Enviada em 25/10/2018

“O importante não é viver, mas viver bem”. Segundo Platão, a qualidade de vida tem tamanha importância de modo que ultrapassa o da própria existência. Entretanto, no Brasil, essa não é uma realidade para pacientes à espera de uma transfusão de sangue que, diante da falta de doadores voluntários, vivem, não necessariamente bem. Com isso, evidencia-se a base educacional, bem como a falta de empatia da pós-modernidade.

Deve-se pontuar, de início, que a falta conhecimento atua como um complexo dificultador. Isso, de acordo com o pensamento do filósofo A. Schopenhauer, o qual defende que os limites do campo de visão de uma pessoa determinam seu entendimento a respeito do mundo que a cerca. Diante dessa perspectiva, se as pessoas não têm acesso à informações confiáveis em mídia televisiva aberta sobre a doação de sangue, sua visão será limitada, o que dificulta o aumento de doadores regulares. Dessa forma, a base educacional contribui para o distanciamento da realidade descrita por Platão da vivenciada por indivíduos que estão à espera de transfusões sanguíneas.

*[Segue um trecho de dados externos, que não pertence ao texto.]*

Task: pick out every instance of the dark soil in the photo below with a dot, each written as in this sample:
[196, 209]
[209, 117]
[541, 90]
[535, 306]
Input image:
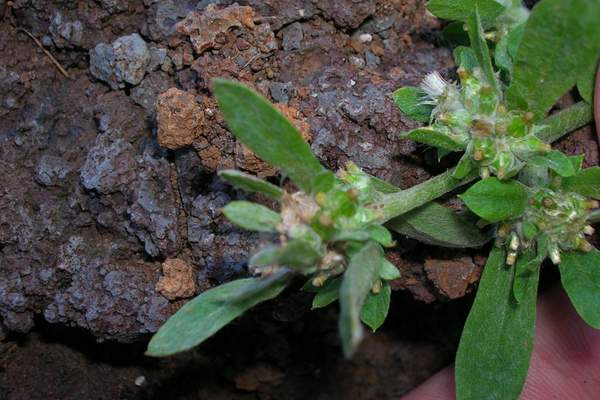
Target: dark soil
[91, 205]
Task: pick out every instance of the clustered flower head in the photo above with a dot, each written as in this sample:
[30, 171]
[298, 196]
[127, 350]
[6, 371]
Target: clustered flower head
[554, 221]
[318, 231]
[474, 116]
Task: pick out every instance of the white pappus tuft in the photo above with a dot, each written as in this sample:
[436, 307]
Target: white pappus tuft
[434, 85]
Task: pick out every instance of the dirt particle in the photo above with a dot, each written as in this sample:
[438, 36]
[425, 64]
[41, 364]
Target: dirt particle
[180, 119]
[453, 278]
[252, 379]
[178, 280]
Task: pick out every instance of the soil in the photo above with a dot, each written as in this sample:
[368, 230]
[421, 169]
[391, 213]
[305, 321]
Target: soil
[109, 201]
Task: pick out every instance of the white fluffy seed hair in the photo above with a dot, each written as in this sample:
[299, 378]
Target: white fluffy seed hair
[434, 85]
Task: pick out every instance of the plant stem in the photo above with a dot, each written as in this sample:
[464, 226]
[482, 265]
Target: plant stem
[565, 121]
[395, 204]
[594, 217]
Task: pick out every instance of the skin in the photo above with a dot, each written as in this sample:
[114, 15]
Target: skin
[566, 358]
[565, 363]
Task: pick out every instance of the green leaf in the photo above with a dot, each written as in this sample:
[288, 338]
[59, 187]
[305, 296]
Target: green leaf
[577, 162]
[327, 294]
[381, 235]
[376, 307]
[296, 253]
[479, 46]
[362, 272]
[495, 348]
[439, 226]
[203, 316]
[461, 10]
[585, 83]
[389, 271]
[586, 182]
[455, 34]
[323, 182]
[250, 183]
[434, 138]
[465, 57]
[506, 49]
[564, 121]
[464, 166]
[265, 131]
[553, 53]
[580, 276]
[410, 100]
[252, 216]
[556, 161]
[495, 200]
[527, 264]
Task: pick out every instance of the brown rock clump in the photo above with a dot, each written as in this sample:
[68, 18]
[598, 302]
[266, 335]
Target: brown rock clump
[453, 278]
[177, 281]
[179, 117]
[203, 28]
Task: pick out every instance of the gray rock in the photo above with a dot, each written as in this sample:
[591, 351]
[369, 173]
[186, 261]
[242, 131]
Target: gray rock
[125, 61]
[109, 166]
[66, 34]
[51, 170]
[292, 37]
[153, 211]
[158, 59]
[281, 92]
[147, 92]
[112, 6]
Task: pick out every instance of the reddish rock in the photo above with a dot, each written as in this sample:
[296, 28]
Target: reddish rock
[204, 28]
[178, 281]
[453, 278]
[180, 118]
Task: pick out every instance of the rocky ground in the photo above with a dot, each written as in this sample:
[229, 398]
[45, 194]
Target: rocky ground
[109, 201]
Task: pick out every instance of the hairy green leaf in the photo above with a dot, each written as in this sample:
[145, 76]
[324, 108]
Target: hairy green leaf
[495, 348]
[495, 200]
[327, 294]
[556, 161]
[465, 57]
[410, 100]
[296, 253]
[439, 226]
[389, 271]
[323, 182]
[564, 121]
[362, 272]
[461, 10]
[376, 307]
[586, 182]
[265, 131]
[455, 34]
[252, 216]
[585, 83]
[580, 276]
[250, 183]
[434, 138]
[506, 49]
[464, 167]
[381, 235]
[528, 263]
[479, 46]
[203, 316]
[577, 162]
[552, 54]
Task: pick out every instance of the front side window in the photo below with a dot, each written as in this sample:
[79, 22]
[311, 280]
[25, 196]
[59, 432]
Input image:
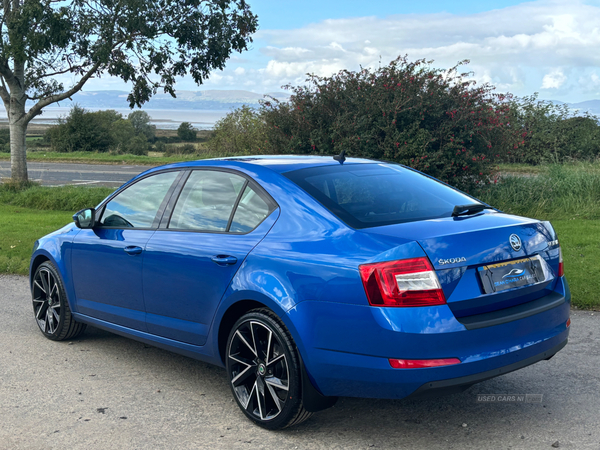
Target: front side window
[136, 206]
[206, 201]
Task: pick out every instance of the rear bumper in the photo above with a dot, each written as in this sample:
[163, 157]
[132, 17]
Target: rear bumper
[346, 347]
[459, 384]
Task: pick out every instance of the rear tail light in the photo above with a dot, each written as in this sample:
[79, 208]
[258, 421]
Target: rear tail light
[561, 265]
[408, 282]
[422, 363]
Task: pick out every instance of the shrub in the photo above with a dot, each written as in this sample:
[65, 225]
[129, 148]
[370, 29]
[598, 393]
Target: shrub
[438, 122]
[240, 132]
[178, 150]
[82, 131]
[551, 134]
[186, 132]
[137, 145]
[141, 124]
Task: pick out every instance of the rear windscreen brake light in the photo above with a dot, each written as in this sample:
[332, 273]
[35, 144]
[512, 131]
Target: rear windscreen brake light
[561, 264]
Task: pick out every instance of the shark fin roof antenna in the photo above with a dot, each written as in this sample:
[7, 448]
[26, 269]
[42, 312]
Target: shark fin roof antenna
[341, 157]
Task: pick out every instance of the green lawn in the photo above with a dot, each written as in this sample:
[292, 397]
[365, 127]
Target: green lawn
[105, 158]
[19, 229]
[580, 243]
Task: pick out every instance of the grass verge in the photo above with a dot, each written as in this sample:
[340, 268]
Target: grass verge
[62, 198]
[558, 192]
[580, 243]
[568, 196]
[19, 229]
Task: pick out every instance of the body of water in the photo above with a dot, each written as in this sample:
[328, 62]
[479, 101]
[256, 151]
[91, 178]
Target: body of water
[163, 119]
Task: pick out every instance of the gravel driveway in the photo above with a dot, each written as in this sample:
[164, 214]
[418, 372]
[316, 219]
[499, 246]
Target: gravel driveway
[103, 391]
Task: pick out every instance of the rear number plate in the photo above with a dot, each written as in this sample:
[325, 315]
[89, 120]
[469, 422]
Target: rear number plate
[512, 274]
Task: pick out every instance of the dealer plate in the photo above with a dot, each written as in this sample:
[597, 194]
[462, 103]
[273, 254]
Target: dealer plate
[511, 274]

Outro ponto relevante, nessa temática, é a fluidez dos tempos pós-modernos. Na obra ‘’Modernidade Líquida”, Zygmunt Bauman, sociólogo polonês, defende que os tempos modernos são caracterizados pelo individualismo e pelo egocentrismo. Tal afirmação pode ser enxergada na sociedade brasileira, no que tange à questão das doações sanguíneas. Em consequência dessa falta de empatia, segundo a Organização Mundial da Saúde, somente 2% da população brasileira doa sangue com regularidade, o que torna a solução do problema ainda mais complexa.

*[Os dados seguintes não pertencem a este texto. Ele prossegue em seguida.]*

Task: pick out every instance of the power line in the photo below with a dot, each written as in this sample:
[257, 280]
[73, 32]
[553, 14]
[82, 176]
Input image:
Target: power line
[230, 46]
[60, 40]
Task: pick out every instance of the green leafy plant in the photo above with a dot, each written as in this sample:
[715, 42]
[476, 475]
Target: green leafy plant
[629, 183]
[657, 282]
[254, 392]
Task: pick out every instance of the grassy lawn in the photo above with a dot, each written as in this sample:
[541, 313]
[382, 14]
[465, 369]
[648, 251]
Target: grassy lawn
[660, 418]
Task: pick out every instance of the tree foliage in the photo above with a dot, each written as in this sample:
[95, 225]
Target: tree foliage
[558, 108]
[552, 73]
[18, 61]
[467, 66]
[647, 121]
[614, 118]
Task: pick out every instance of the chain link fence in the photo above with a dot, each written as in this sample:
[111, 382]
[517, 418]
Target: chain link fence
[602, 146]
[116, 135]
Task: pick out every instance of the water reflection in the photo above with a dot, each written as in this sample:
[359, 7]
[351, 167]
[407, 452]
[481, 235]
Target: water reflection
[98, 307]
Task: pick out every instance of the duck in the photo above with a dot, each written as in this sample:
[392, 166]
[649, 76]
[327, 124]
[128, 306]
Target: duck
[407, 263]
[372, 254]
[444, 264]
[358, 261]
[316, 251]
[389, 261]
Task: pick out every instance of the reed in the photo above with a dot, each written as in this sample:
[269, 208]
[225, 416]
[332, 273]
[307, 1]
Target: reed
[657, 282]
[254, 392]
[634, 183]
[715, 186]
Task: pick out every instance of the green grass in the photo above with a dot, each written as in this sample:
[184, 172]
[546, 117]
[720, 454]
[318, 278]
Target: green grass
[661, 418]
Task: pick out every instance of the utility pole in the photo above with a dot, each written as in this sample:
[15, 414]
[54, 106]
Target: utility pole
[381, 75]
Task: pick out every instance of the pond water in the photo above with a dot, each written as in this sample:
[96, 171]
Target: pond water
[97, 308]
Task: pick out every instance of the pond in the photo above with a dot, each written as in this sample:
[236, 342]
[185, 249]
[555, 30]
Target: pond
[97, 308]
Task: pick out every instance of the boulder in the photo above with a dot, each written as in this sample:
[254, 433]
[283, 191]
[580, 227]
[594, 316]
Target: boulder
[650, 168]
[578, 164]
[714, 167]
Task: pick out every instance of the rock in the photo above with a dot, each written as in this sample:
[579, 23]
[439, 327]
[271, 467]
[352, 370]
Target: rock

Logo, medidas estratégicas são necessárias para alterar esse cenário. Em razão disso, o Ministério da Educação deve, em parceria com o Conselho Federal de Psicologia do Brasil, desenvolver “workshops”, em escolas, sobre a importância da empatia para o enfrentamento de problemas sociais e para o equilíbrio da sociedade. Tais atividades devem ser direcionadas aos alunos do Ensino Médio, porém, o evento pode ser aberto à comunidade. Além disso, podem ser ofertadas atividades práticas, como dinâmicas e dramatizações, a fim de tratar o tema de forma lúdica, para que a empatia seja uma prática presente em situações de ajuda ao próxima como a doação de sangue. Talvez, assim, seja possível construir um país de que Platão pudesse se orgulhar.